The history of meditation is intimately bound up with the religious context within which it was practiced. Some authors have even suggested the hypothesis that the emergence of the capacity for focused attention, an element of many methods of meditation, may have contributed to the latest phases of human biological evolution.
Some of the earliest references to meditation are found in the Hindu Vedas of India. Wilson translates the most famous Vedic mantra "Gayatri" as: "We meditate on that desirable light of the divine Savitri, who influences our pious rites" (Rigveda 3.62.10). Around the 6th to 5th centuries BCE, other forms of meditation developed via Confucianism and Taoism in China as well as Hinduism, Jainism, and early Buddhism in India.
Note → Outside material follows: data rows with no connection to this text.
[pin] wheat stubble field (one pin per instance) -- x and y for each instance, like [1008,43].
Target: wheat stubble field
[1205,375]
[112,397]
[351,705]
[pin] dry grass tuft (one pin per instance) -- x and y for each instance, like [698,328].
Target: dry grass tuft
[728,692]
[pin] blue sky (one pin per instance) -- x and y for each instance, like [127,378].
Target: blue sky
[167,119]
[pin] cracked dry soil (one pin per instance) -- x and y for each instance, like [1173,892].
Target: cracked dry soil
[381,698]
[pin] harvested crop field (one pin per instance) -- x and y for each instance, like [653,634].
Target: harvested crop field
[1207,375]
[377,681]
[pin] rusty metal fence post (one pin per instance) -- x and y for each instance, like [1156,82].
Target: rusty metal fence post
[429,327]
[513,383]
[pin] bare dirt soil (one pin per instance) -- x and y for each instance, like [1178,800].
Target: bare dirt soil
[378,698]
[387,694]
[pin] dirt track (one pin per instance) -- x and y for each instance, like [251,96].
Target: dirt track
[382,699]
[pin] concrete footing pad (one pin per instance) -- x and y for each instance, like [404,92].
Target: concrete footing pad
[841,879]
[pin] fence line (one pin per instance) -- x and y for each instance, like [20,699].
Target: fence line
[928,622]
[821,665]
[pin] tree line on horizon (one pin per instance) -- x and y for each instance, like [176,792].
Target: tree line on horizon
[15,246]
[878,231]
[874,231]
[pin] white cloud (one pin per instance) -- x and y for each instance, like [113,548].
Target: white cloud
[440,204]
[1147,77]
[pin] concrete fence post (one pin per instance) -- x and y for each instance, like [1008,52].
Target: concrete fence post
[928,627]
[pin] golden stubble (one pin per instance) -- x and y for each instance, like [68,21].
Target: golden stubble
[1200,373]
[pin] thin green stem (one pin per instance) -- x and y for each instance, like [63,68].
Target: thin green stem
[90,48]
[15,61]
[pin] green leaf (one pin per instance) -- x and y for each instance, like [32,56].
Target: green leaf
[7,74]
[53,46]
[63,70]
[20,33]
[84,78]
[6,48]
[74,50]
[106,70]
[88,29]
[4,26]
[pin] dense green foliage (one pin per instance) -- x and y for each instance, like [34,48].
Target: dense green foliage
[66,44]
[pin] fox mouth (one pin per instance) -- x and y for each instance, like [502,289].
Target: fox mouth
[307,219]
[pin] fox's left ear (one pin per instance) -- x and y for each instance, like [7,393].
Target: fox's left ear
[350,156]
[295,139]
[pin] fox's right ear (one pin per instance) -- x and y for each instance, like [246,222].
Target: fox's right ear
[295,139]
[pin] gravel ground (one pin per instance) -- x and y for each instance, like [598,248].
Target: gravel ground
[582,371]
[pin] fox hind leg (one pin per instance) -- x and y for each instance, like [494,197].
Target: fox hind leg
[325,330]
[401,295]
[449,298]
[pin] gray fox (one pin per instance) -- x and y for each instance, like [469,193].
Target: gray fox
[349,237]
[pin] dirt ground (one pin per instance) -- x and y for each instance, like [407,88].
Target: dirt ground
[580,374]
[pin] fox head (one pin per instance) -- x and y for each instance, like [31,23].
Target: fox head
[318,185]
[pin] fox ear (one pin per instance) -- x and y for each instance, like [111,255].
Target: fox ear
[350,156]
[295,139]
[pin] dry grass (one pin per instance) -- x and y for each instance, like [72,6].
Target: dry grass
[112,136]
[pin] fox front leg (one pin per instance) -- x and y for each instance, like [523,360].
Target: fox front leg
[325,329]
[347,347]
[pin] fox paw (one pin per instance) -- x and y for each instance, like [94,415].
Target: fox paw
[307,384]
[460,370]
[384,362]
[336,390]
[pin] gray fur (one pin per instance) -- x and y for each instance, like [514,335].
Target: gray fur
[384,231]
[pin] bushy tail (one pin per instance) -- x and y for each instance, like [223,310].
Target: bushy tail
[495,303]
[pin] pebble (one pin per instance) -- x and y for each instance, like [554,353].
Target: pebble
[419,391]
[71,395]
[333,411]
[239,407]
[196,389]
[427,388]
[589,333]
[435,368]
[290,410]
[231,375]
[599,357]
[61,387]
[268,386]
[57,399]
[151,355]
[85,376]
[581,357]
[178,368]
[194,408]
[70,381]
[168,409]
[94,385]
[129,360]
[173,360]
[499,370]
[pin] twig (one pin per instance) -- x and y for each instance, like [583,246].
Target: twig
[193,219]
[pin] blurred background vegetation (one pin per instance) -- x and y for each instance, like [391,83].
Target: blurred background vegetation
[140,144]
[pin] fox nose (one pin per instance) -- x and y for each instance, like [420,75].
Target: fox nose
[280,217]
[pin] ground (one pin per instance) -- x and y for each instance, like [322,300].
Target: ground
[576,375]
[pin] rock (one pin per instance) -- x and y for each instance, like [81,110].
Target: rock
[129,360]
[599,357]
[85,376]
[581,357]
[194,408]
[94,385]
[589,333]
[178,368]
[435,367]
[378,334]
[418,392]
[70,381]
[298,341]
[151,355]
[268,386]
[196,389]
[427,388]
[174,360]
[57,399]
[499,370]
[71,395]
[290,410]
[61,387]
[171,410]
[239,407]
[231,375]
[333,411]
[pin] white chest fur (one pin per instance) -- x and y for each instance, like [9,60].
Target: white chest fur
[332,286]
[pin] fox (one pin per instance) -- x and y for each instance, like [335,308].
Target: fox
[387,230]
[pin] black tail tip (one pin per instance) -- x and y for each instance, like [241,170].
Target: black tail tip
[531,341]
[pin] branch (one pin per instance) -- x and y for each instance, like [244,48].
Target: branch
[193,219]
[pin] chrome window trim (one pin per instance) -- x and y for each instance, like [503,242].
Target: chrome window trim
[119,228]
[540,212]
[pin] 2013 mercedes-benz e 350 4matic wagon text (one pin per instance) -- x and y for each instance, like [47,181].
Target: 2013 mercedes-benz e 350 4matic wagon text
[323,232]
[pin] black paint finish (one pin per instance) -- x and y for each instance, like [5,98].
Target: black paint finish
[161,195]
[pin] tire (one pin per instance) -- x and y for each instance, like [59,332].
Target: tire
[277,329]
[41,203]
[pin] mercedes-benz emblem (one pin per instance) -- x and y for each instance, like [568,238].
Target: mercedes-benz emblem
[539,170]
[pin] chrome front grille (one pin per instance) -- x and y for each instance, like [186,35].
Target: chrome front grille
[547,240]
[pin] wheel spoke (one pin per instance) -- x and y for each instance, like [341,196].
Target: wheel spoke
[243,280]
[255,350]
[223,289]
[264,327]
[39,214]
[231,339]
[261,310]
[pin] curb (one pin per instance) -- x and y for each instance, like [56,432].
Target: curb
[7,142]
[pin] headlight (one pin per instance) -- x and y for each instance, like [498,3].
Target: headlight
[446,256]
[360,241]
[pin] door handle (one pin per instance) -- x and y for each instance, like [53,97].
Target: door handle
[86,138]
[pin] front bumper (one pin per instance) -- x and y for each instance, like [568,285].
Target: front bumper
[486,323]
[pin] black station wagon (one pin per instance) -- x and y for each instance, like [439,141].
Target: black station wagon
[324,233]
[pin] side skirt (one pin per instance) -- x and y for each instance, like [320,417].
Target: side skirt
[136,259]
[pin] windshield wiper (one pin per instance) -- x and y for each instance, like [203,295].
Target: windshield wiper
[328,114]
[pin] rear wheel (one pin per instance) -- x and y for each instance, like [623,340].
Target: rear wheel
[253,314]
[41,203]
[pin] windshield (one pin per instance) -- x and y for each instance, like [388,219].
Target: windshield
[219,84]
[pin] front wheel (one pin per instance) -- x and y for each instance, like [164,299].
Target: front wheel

In the Roman Empire, by 20 BCE Philo of Alexandria had written on some form of "spiritual exercises" involving attention (prosoche) and concentration and by the 3rd century Plotinus had developed meditative techniques.
The Pāli Canon from the 1st century BCE considers Buddhist meditation as a step towards liberation. By the time Buddhism was spreading in China, the Vimalakirti Sutra which dates to 100 CE included a number of passages on meditation, clearly pointing to Zen (known as Chan in China, Thiền in Vietnam, and Seon in Korea).
The Silk Road transmission of Buddhism introduced meditation to other Asian countries, and in 653 the first meditation hall was opened in Singapore. Returning from China around 1227, Dōgen wrote the instructions for zazen.